In the course of researching a post about funny NBA quotes, I stumbled upon an interesting story pertaining to Utah's sweep of the L.A. Lakers in the 1998 Western Conference Finals. At the end of a Lakers' practice during that series, the team gathered together for the usual "1,2,3, team" chant--but Nick Van Exel ad-libbed "1,2,3, Cancun," in reference to the team's impending summer vacation. That quip has often been cited as evidence that Van Exel quit on the team, an impression reinforced by the fact that the Lakers soon traded him to Denver. However, prior to Van Exel's first game as a Nugget against the Lakers, he insisted that his famous line was a joke, not a surrender: "I say things all the time as far as, 'Well, this is my last game with you guys. See you again when I come in here with 40,' just to keep guys loose and laughing. It’s just when things are going wrong, somebody says something wrong, especially me, it seems to be blown out of proportion and people get to finger-pointing. Everyone who was in that locker room with me knows I’d never give up on the team. But finger-pointing happens. I never meant anything wrong."

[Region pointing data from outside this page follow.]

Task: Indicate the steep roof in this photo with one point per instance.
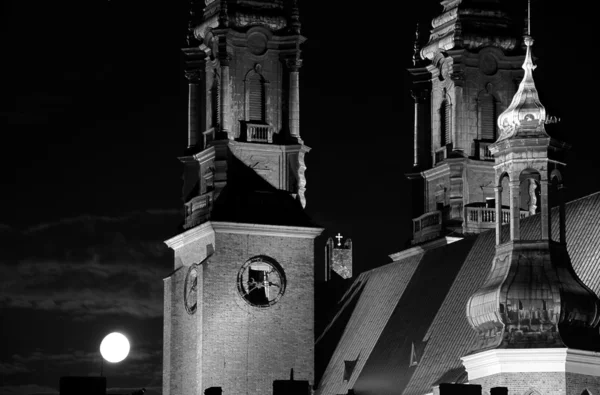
(408, 327)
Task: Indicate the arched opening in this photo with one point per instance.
(445, 120)
(530, 199)
(488, 114)
(502, 206)
(556, 201)
(215, 101)
(255, 97)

Van Exel voluntarily gave up his starting spot to Derek Fisher late in the 1998 season, a move that was also interpreted in some quarters as a sign that Van Exel was quitting, a charge that Van Exel emphatically rejected: "Well, I’m sure they’re going to look at it as far as trying to get me out of there, blame it on me as excuse. Derek, throughout the season, his confidence was going up and down, up and down. So I figured if he was starting, his confidence would be up...I’m always going to have confidence. I guess they didn’t see it that way. I guess they felt I was giving up."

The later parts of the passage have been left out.